Friday, April 3, 2009

Super High Me

One of my favorite comedians is Doug Benson from Best Week Ever on VH1 and I really enjoy his commentary and comedy on that show. His latest CD, Professional Humoridian, is very funny. He also has a podcast called Doug Benson’s I Love Movies which is hilarious and showcases his love for movies.

In his act, he’s mentioned how he had an idea for a documentary film on the same level as Morgan Spurlock’s Super Size Me called Super High Me. In the film he brings up how someone approached him to actually do the movie after they heard his joke during his show.

Although shot amateurishly, the film delves into some facts and political aspects of marijuana. Doug
Benson is known for smoking weed, he claims it himself in his comedy routine, and most of his jokes are based on him being stoned and the perception one has while being stoned.

Like Spurlock in Super Size Me, what Benson wants to achieve in Super High Me is to stop smoking pot for 30 days—to sort of clean himself of the drug—then smoke pot continuously for 30 days (from when he wakes up until he goes to bed).

Throughout the first 30 days, he takes a series of tests during his sobriety, and the second 30 days, he takes the same tests, all to compare how he is when he’s sober and to compare when he’s under the influence.

In between some of the footage he gets, he interposes tidbits of information regarding the history of marijuana. I didn’t really look into how factual the statements were, but at least the film points out how the federal laws can overturn state laws; meaning, the medicinal laws of California can be squished by the federal law of marijuana being illegal.

As Doug Benson goes through his 30 days of not smoking cannabis, he gets a full physical, including checking his lung capacity and checking his memory. Amazingly, he’s able to get a doctor to be a part of this experiment and incredibly, he checks out well—seemingly not affected by his 17 years of pot smoking. He also goes on to take an SAT and scores very well, in fact above average.

Throughout the first 30 days, many of his friends, peers and cohorts ask him how he’s doing, believing that he might experience some sort of withdrawal. But he makes it clear that, although he wishes he can smoke pot during his 30 days of sobriety, he really doesn’t feel any addictive urge to smoke.

Interspersed throughout the film, you see his act playing out in different states. He interacts with the audiences in these different parts and gets their take on the medicinal marijuana laws, or lack thereof, in their state.
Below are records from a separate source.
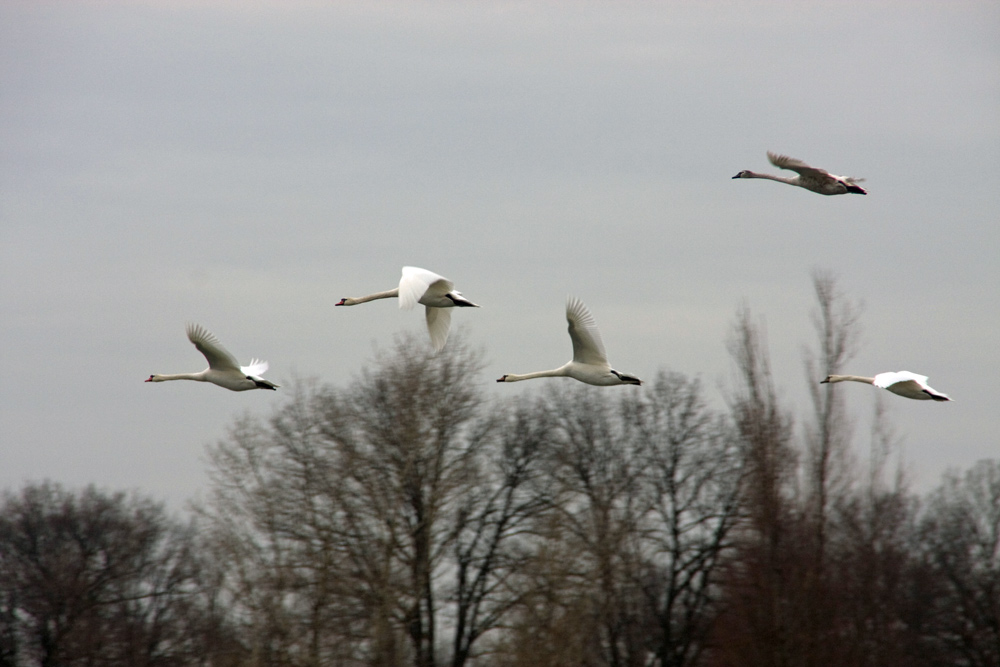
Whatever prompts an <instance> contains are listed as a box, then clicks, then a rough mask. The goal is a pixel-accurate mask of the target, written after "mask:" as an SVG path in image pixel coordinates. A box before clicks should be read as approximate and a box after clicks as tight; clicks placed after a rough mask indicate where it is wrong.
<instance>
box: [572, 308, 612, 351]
mask: <svg viewBox="0 0 1000 667" xmlns="http://www.w3.org/2000/svg"><path fill="white" fill-rule="evenodd" d="M566 321H567V322H569V337H570V339H571V340H572V341H573V361H575V362H577V363H581V364H594V365H597V366H602V365H607V363H608V358H607V355H606V354H605V352H604V343H603V341H601V332H600V331H598V330H597V322H595V321H594V316H593V315H591V314H590V311H589V310H587V307H586V306H585V305H583V302H582V301H580V300H579V299H577V298H576V297H570V298H569V299H568V300H567V301H566Z"/></svg>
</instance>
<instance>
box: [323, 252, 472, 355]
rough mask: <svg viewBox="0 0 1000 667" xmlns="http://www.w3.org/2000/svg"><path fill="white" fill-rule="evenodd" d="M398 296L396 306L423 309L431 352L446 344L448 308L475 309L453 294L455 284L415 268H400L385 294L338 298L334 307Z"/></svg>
mask: <svg viewBox="0 0 1000 667" xmlns="http://www.w3.org/2000/svg"><path fill="white" fill-rule="evenodd" d="M394 297H399V307H400V308H401V309H403V310H410V309H411V308H413V307H414V306H415V305H417V304H418V303H422V304H424V305H425V306H427V332H428V333H429V334H430V336H431V344H432V345H433V346H434V351H435V352H440V351H441V349H442V348H443V347H444V344H445V343H446V342H447V341H448V330H449V329H450V328H451V311H450V310H447V309H448V308H454V307H456V306H457V307H460V308H479V306H478V305H476V304H474V303H472V302H471V301H469V300H468V299H466V298H465V297H464V296H462V293H461V292H456V291H455V285H454V283H452V282H451V281H450V280H448V279H447V278H445V277H443V276H439V275H438V274H436V273H434V272H433V271H428V270H427V269H418V268H417V267H415V266H404V267H403V277H402V278H400V279H399V287H397V288H395V289H391V290H386V291H385V292H376V293H375V294H369V295H368V296H362V297H358V298H356V299H351V298H346V299H341V300H340V303H336V304H334V305H336V306H356V305H358V304H359V303H367V302H368V301H374V300H375V299H391V298H394Z"/></svg>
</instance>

All the tests Benson takes while he is sober, he then gets to take while intoxicated on cannabis. I won’t spoil the outcomes of these tests and I don’t know if there is really anything proven after the fact. But the film as a whole is interesting and if you enjoy Doug Benson or the comedy of any other comedian who jokes about pot then you’ll enjoy this documentary.

My final “bit” on this pot-umentary? If you like Doug Benson and are akin to his type of observational humor, then you’ll like Super High Me.